RESUMO: Os direitos fundamentais, essenciais à existência humana, direcionam a atuação estatal a fim de concretizar os fins perseguidos pelo Estado. O disposto no art. 5º da Constituição Federal deixa claro que todos são iguais perante a lei, garantindo-se, dentre outros direitos, a inviolabilidade do da intimidade, da vida, honra e a imagem das pessoas. Com a nova noção de família, desatrelado do que é considerado convencional, revela-se possível o surgimento de relações entre pessoas homoafetivas, com diversas consequências jurídicas daí decorrentes. O presente artigo busca fazer uma análise dessas novas relações e da observância dos direitos das pessoas com relacionamentos homoafetivos.
Palavras-chave: Direito. Família. Casais homoafetivos. Entidade familiar.
I – DIREITOS FUNDAMENTAIS: ASPECTOS HISTÓRICOS
A definição de direitos fundamentais não é tarefa fácil. Deve-se apresentar o que os dá características peculiares, demonstrando o seu duplo caráter, uma vez que, ao mesmo tempo, servem como limites para a atuação do Estado, evitando abusos (übermassverbot – vedação ao excesso), e como limite ao desempenho das ações individuais de cada cidadão, na medida em que é vedado a um particular invadir a esfera dos direitos de outro.

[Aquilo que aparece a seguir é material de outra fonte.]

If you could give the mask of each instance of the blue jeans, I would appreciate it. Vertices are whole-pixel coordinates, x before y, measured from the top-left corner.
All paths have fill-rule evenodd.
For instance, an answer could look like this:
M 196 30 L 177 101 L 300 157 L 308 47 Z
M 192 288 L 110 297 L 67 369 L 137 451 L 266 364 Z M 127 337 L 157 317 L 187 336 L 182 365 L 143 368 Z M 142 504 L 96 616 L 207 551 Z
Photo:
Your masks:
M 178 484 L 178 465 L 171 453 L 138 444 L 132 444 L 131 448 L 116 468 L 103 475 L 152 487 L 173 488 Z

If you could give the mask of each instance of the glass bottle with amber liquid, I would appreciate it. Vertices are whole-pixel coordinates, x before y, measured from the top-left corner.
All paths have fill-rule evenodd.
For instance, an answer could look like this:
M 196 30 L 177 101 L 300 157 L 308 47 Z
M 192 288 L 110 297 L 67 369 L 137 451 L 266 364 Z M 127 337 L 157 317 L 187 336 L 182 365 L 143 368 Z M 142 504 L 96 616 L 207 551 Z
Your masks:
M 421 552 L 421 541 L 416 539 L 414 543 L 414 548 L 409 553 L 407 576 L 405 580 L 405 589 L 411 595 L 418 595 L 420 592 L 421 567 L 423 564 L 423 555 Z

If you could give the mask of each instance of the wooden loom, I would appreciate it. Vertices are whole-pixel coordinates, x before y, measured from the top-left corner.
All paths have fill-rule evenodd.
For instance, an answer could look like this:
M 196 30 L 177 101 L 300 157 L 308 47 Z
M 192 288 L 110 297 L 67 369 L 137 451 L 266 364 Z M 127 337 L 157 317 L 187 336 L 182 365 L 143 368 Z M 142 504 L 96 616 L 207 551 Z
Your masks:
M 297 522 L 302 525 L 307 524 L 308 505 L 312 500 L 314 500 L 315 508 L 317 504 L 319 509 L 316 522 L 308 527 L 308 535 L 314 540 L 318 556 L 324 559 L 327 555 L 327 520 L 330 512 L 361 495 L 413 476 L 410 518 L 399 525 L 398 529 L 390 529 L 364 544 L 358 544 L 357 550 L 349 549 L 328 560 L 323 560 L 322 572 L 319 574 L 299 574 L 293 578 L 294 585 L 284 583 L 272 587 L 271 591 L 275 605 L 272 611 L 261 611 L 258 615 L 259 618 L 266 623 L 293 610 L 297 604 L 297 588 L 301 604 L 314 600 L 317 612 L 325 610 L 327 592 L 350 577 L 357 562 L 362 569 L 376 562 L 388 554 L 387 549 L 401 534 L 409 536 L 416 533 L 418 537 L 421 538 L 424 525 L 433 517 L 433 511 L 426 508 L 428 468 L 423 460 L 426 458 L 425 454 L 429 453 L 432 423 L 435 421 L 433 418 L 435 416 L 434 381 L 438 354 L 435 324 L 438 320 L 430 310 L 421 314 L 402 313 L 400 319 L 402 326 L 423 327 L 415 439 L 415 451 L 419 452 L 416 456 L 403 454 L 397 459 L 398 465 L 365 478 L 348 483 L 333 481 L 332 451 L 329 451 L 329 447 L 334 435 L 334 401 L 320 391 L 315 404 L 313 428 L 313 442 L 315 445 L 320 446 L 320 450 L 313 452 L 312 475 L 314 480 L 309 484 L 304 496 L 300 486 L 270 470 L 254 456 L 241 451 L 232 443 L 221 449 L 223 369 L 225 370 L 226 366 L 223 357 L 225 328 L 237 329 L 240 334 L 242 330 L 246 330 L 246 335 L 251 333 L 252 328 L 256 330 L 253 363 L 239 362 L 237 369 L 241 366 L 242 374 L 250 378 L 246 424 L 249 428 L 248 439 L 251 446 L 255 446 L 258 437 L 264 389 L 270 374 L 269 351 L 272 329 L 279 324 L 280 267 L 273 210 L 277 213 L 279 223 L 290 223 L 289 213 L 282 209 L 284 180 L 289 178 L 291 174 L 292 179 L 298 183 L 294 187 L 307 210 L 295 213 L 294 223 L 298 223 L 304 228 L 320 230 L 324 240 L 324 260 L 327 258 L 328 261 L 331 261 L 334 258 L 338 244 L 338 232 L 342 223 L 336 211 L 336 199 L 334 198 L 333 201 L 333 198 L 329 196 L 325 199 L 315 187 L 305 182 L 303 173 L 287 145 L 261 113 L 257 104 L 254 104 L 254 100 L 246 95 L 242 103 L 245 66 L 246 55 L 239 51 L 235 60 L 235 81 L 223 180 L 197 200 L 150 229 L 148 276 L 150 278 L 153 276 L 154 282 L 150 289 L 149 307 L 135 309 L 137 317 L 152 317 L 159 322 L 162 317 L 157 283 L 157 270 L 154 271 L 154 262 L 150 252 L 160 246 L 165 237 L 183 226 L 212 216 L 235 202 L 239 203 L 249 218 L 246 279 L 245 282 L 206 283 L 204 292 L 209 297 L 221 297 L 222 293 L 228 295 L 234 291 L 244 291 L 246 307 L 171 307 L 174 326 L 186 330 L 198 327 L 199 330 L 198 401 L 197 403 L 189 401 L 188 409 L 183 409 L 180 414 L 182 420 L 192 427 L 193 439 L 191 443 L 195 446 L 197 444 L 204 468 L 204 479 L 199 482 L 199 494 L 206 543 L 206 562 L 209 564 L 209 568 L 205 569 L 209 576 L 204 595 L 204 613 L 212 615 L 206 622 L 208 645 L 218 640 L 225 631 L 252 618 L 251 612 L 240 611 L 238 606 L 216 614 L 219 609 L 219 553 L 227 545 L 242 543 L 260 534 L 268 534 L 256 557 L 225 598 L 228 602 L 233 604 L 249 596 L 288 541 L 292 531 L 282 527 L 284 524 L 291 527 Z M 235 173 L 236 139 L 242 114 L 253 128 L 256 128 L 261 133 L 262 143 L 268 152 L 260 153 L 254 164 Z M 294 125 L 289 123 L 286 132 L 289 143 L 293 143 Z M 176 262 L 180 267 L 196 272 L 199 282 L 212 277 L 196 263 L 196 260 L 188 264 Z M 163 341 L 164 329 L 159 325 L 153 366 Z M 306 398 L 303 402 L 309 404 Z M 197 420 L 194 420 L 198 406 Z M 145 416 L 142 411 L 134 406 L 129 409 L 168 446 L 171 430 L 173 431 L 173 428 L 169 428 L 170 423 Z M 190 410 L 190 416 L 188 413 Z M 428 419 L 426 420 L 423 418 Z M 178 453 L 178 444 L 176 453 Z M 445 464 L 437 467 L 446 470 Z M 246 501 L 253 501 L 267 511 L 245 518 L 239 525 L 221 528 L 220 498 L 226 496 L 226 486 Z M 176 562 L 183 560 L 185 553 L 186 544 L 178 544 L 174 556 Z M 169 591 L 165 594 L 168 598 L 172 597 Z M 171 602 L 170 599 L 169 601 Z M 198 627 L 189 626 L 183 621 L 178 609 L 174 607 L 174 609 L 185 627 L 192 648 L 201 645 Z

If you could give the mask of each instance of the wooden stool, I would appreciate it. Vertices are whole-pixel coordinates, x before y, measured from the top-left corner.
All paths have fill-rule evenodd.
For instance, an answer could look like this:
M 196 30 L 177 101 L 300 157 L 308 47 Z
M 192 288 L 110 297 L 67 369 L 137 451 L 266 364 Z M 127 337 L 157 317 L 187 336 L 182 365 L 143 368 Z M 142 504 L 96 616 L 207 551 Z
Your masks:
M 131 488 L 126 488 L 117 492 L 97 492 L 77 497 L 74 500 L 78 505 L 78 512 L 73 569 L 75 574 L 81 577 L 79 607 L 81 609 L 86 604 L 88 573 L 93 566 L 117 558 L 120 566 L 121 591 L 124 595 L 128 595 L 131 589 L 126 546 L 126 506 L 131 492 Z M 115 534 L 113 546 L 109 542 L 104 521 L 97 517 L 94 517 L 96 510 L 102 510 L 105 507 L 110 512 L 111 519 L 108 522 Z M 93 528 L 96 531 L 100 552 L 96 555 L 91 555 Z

Vários acontecimentos marcaram a luta por condições mais dignas de vida e deram origem ao reconhecimento de direitos fundamentais, conforme ensina José Afonso da Silva (2006, p. 150). Segundo o autor, importantes documentos foram elaborados na Inglaterra a fim de assegurar direitos fundamentais, como a Magna Carta de 1215, a Petition of Rights, o Habeas Corpus Act e o Bill of Rights, que condicionaram a formação de regras de ampla proteção a tais direitos.
A Declaração dos Direitos do Homem e do Cidadão, aprovada pela Assembleia Constituinte Francesa em agosto de 1789, também proclamou direitos importantes, como a liberdade, a igualdade, a propriedade e legalidade, garantias liberais que permanecem nas declarações contemporâneas.
No Brasil, todas as constituições versaram sobre direitos fundamentais. As Constituições brasileiras sempre trouxeram uma declaração de direitos fundamentais. Desde a Constituição do Império, de 1824, diversos direitos fundamentais foram trazidos, dentre eles a ideia de igualdade, legalidade, livre manifestação de pensamento, proibição de censura prévia, reserva legal e anterioridade, juiz natural, direito de petição, dentre outros.
A Constituição de 1891, posteriormente, também trazia em seu corpo uma declaração de direitos, que assegurava aos brasileiros e estrangeiros residentes no país a inviolabilidade dos direitos referentes à liberdade, segurança e propriedade. Referido documento resguardava, basicamente, os direitos e garantias individuais.
A Constituição de 1934, promulgada, foi sucedida pela de 1937, outorgada por Getúlio Vargas, instituindo um regime totalmente ditatorial em nítido desrespeito aos direitos e garantias fundamentais.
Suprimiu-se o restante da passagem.